A U.S. bankruptcy court judge approved a plan Wednesday that allows the Dewey & LeBoeuf estate to cover its costs for the next six-and-a-half weeks of the firm’s Chapter 11 proceedings. Come August, though, the estate’s ability to pay for ongoing operations may rest heavily on whether it can recover money from former Dewey partners through a settlement.
In stark contrast to the contentious hearing held the day after Dewey’s May 28 bankruptcy filing, Wednesday’s session—during which various parties involved in the matter pressed Judge Martin Glenn to approve a final order empowering the Dewey estate to use the cash collateral that protects its debt to secured lenders to fund its day-to-day operations—was mostly amicable.
Glenn, expressing surprise that the lenders, the Dewey estate, and the rest of the firm’s creditors had come to an agreement on the issue after two weeks of dispute, signed off on the motion after an hour of presentations and questioning.

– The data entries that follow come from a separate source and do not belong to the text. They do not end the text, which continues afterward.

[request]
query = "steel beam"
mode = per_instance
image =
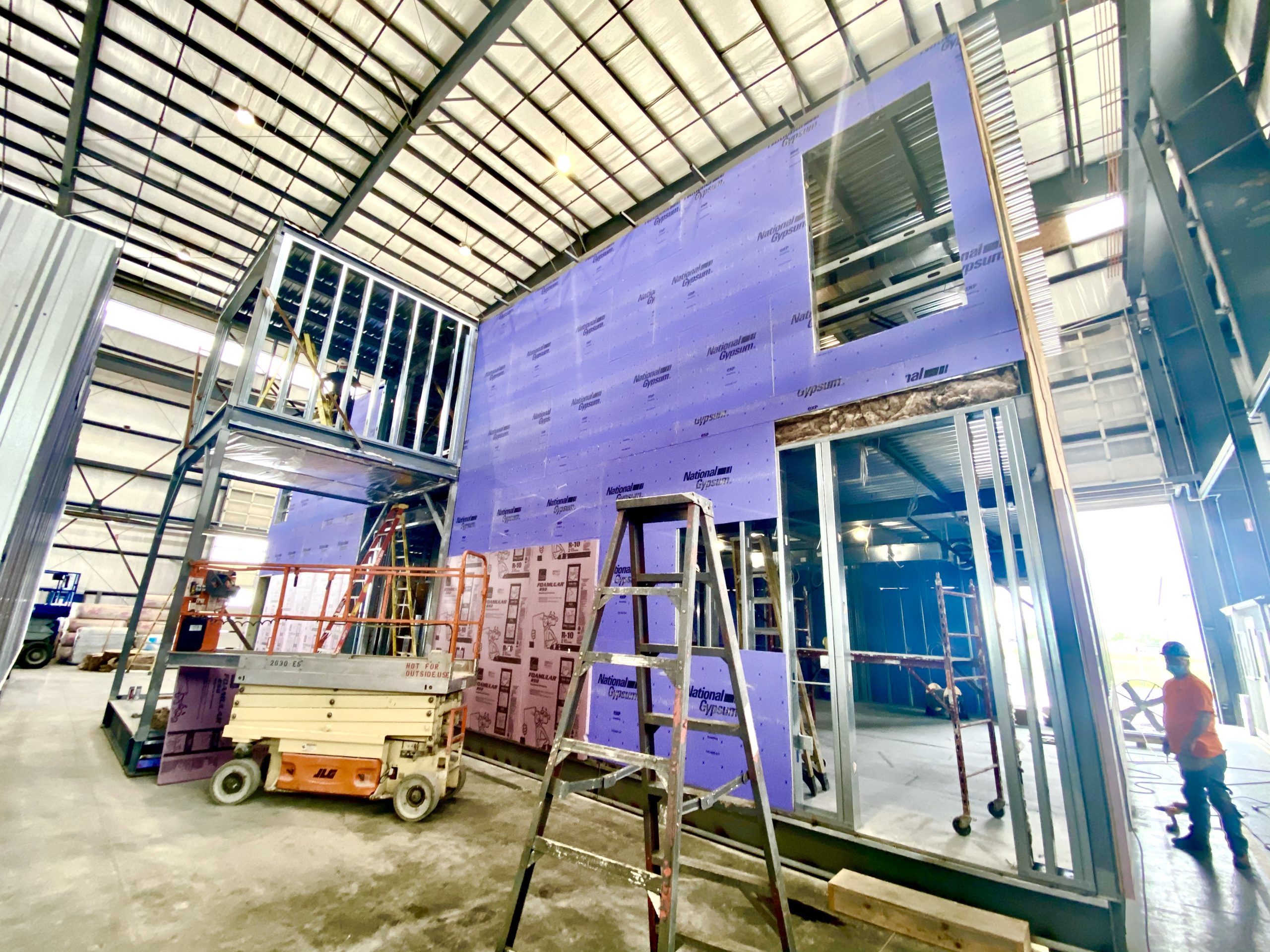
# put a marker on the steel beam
(1257, 69)
(91, 42)
(472, 51)
(1194, 281)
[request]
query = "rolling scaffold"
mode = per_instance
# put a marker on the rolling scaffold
(325, 376)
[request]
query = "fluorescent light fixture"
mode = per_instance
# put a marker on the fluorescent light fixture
(166, 330)
(1095, 220)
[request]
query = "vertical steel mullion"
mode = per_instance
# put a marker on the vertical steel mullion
(841, 692)
(373, 429)
(996, 659)
(459, 432)
(280, 405)
(455, 357)
(207, 382)
(1010, 558)
(357, 343)
(259, 328)
(403, 395)
(1074, 804)
(788, 647)
(337, 298)
(427, 384)
(745, 583)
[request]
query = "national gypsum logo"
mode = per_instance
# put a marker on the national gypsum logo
(714, 702)
(817, 388)
(708, 479)
(783, 230)
(625, 492)
(620, 688)
(742, 345)
(980, 255)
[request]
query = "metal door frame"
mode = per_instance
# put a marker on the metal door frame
(841, 688)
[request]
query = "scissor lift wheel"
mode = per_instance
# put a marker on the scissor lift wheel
(235, 781)
(414, 799)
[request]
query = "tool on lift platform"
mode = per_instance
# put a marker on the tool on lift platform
(661, 777)
(202, 610)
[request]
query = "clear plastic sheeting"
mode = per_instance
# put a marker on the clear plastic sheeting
(55, 277)
(319, 470)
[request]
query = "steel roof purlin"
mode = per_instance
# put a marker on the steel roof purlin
(472, 53)
(91, 42)
(432, 149)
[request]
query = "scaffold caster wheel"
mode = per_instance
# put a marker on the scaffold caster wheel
(235, 781)
(414, 799)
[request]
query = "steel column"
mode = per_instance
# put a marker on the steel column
(842, 701)
(1194, 282)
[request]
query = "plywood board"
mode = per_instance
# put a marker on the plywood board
(938, 922)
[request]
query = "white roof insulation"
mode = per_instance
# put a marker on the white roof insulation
(207, 121)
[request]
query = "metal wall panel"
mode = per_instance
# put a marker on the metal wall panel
(55, 277)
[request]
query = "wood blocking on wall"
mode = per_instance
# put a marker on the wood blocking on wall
(930, 919)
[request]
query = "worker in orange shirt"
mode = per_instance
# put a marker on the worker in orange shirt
(1192, 738)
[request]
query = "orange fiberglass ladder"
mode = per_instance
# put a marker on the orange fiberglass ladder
(353, 601)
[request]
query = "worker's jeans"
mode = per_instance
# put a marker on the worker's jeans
(1205, 780)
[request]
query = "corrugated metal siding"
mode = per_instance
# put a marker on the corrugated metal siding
(55, 277)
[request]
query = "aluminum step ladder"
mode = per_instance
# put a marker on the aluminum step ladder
(661, 777)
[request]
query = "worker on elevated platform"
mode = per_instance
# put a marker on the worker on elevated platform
(1192, 738)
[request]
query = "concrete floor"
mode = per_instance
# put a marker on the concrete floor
(91, 860)
(910, 792)
(1196, 905)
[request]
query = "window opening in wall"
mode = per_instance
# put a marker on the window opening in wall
(908, 564)
(885, 248)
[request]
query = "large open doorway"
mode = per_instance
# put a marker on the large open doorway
(921, 644)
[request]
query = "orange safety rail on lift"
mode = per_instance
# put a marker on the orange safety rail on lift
(460, 601)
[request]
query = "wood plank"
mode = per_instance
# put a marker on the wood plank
(328, 701)
(919, 916)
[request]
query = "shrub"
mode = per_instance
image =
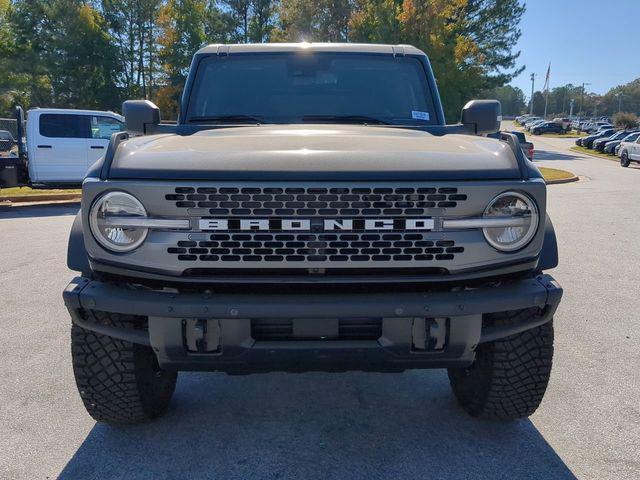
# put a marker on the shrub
(625, 120)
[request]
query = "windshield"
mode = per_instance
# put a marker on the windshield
(311, 88)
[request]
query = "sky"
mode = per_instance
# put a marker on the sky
(593, 41)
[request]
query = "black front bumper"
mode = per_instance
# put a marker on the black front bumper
(243, 333)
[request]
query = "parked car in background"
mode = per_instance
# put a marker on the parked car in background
(599, 143)
(546, 127)
(530, 121)
(588, 141)
(612, 146)
(530, 125)
(7, 142)
(63, 144)
(594, 127)
(629, 152)
(565, 123)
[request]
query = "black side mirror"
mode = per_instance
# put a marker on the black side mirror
(139, 115)
(484, 116)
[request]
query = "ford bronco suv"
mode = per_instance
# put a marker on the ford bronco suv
(311, 210)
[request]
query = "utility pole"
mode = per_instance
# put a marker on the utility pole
(533, 79)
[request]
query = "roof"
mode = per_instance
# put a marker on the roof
(314, 47)
(74, 112)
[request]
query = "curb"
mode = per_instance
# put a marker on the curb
(4, 206)
(562, 180)
(41, 198)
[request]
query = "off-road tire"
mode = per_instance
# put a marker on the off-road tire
(509, 376)
(624, 159)
(119, 382)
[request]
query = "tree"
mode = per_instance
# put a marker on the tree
(133, 29)
(314, 20)
(469, 42)
(511, 99)
(66, 57)
(625, 120)
(538, 104)
(182, 25)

The court’s approval gives the firm up to $24.8 million to fund operations from now through July 31, in addition to the $7.3 million it has spent since May 29, according to a budget contained in the court order. That includes $3.5 million for Dewey’s professional advisers, $753,000 for advisers to the unsecured creditors’ committees, and $2.2 million for other lawyers working on the bankruptcy. The past two weeks have seen an additional $1.8 million spent on professional advisers. The spending plan also earmarks $58,000 a week for Dewey’s dissolution committee, which is made up of Dewey’s general counsel Janis Meyer and Stephen Horvath, a Dewey partner who relocated from London to take over as executive partner in the firm’s final few months.

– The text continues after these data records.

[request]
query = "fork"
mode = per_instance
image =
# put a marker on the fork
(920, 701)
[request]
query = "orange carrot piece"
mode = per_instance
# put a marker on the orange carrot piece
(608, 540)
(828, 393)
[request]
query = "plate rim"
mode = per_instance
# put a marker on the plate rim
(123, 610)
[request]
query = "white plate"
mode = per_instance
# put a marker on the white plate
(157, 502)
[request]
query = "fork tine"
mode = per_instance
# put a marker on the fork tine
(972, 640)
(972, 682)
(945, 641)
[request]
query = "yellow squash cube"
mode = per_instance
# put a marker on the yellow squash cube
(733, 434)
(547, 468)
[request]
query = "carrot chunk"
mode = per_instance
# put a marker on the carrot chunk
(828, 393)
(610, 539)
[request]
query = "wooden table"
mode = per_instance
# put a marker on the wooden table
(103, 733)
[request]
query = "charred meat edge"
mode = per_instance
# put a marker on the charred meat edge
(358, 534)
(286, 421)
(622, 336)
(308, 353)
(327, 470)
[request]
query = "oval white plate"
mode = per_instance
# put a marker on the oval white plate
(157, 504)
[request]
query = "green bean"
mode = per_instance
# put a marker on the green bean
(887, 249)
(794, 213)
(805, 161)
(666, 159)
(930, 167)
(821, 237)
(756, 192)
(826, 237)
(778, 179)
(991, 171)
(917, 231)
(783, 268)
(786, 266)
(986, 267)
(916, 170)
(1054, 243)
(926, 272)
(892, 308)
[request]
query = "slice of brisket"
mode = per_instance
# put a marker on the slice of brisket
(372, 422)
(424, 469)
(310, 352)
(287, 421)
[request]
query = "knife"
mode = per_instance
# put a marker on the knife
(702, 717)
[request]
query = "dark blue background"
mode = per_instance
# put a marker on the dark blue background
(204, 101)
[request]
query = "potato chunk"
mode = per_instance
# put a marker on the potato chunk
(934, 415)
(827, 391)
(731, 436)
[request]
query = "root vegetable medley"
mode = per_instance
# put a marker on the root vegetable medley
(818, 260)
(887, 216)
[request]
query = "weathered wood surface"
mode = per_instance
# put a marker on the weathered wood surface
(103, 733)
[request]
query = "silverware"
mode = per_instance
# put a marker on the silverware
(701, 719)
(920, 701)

Questions raised during Wednesday’s hearing about why Meyer and Horvath deserved so much compensation—and whether the sums going to them reflected raises over what they received while the firm was alive—were flatly rejected by Dewey’s lawyer Albert Togut. “There has been no increase in their salary this year,” he said. (The weekly rate equates to an annual salary of $1.5 million for each.)

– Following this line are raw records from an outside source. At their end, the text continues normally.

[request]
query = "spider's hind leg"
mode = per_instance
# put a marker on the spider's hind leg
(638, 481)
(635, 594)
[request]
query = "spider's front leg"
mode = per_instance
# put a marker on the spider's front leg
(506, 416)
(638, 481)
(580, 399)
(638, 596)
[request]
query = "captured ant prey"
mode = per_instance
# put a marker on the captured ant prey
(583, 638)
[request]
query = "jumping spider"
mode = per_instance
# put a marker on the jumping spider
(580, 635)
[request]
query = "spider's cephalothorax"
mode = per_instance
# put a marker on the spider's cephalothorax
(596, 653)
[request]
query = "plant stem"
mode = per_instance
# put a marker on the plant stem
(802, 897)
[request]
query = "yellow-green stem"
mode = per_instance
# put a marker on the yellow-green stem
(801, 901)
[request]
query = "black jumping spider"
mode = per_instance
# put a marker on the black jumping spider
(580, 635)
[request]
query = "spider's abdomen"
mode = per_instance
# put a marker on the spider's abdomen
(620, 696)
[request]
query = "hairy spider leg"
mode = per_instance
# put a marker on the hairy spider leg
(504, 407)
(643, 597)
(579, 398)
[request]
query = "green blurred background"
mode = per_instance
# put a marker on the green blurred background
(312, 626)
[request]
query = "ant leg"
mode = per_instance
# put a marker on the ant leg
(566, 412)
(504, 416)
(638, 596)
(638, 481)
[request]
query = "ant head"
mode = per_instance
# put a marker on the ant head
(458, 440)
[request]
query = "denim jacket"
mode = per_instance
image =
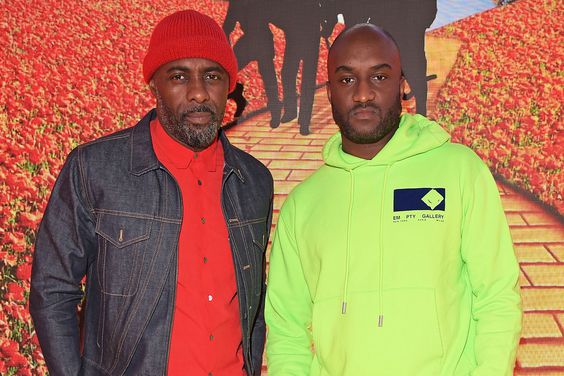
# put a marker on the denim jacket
(114, 216)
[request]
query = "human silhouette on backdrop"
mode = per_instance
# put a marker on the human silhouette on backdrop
(304, 23)
(300, 21)
(257, 43)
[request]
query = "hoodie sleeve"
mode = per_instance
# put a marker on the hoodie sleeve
(288, 307)
(487, 249)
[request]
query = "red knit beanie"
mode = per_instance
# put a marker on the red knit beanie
(187, 34)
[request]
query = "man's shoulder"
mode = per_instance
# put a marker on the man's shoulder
(247, 161)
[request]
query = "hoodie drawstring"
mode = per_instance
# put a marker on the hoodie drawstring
(348, 251)
(380, 237)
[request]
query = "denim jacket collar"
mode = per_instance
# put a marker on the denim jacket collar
(142, 162)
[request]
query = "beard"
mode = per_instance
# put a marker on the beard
(389, 122)
(195, 136)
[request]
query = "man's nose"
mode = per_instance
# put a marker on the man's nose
(197, 91)
(364, 92)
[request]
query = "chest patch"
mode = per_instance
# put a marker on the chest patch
(419, 204)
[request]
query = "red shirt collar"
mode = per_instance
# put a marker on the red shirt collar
(181, 156)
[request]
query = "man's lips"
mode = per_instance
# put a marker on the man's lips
(365, 113)
(199, 117)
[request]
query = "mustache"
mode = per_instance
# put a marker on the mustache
(198, 108)
(365, 106)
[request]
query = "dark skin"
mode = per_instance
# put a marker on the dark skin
(191, 96)
(364, 87)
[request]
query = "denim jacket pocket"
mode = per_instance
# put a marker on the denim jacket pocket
(121, 247)
(259, 236)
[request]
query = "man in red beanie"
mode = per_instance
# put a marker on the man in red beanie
(169, 224)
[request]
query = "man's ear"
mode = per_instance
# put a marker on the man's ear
(153, 87)
(402, 87)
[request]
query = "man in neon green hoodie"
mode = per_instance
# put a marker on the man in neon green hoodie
(394, 258)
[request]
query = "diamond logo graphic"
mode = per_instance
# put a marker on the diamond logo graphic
(432, 199)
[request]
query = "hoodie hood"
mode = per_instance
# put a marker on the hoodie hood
(416, 134)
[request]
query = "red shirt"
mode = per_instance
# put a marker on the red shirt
(206, 332)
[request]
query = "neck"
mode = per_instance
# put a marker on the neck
(366, 151)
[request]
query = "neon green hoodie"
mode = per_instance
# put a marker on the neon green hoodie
(399, 265)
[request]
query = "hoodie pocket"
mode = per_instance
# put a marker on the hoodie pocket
(121, 243)
(408, 343)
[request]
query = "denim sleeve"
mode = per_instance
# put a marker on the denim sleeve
(64, 246)
(259, 329)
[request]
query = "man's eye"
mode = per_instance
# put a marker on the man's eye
(347, 80)
(212, 76)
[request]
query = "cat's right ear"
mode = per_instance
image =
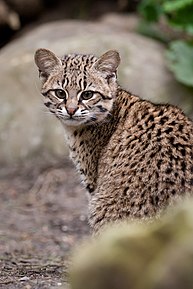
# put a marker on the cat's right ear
(47, 62)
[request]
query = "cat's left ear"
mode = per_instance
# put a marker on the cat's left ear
(46, 61)
(108, 62)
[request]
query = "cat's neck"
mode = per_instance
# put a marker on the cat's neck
(86, 143)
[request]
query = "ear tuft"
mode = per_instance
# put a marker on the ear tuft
(46, 61)
(108, 62)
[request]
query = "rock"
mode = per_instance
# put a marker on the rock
(139, 256)
(27, 129)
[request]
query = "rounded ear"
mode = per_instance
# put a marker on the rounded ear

The proposed budget—which Togut stressed was the most the estate would spend, rather than the amount it would definitely spend—estimates that $39.5 million in accounts receivable will flow to the estate by the end of July. In the two weeks since the firm filed for bankruptcy protection, roughly $8 million has been collected, according to the schedule. Aside from any unpaid bills the firm is able to collect, there is little new money coming into the estate to help pay down the roughly $225 million owed to secured lenders led by JPMorgan Chase and hundreds of millions more in unsecured claims. (The firm also appears to be trying to convert its remaining physical assets into cash. The Dewey Web site now lists contact information for those who “would like to purchase Dewey & LeBoeuf property.”)
Since Dewey first proposed using the cash collateral, the estate’s lawyers have added provisions to give unsecured creditors a degree of control over how the money is spent. Lawyers for the official committee of unsecured creditors and a second creditors’ committee made up of former partners from Dewey predecessor firm LeBoeuf, Lamb, Greene & MacRae raised some issues at Wednesday’s hearing to make sure their groups’ interests were protected, but ultimately agreed to the proposal by Glenn.
David Friedman, a partner at Kasowitz Benson Torres & Friedman who is representing the committee of former partners, seemed interested in finding ways to trim the weekly spending, at one point saying to the judge, “There is a certain level of insanity in this budget” and “a lot of money [is] going out the door.” Asked by Glenn whether Dewey would “do better” in a Chapter 7 bankruptcy, which would put it in the hands of a trustee, Friedman replied: “We’ll know in six weeks.”
Beyond the cash collateral motion, Togut focused on what he calls a “global settlement” that Dewey hopes to recover money from former firm partners. Togut conceded that such a settlement has not successfully been reached before in a law firm bankruptcy—most such cases drag on for years before former partners wind up targeted in clawback claims—but that he was already working with counsel for some of those former partners and hopes to have a better idea of how that settlement might come together by the end of July.
Speaking to reporters after the hearing, Togut said it is still uncertain what types of claims the estate will have against former partners—whether it’s seeking the recovery of compensation, money from unfinished business taken with them to new firms, or other claims. Asked his thoughts on a lawsuit filed Wednesday by former Dewey partner Henry Bunsow against several former members of firm management, Togut said he hadn’t yet seen the suit but that it is common in the early stages of law firm bankruptcies for former partners to say “not me” when it comes to having to contribute to the bankruptcy proceedings.
Tracy Klestadt, a name partner with New York boutique Klestadt & Winters who is representing a group of former partners that currently numbers around 20, said after the hearing that some of his clients also believe they are owed money by the estate. Klestadt said it “remains to be seen” what will become of the settlement Togut is attempting to reach.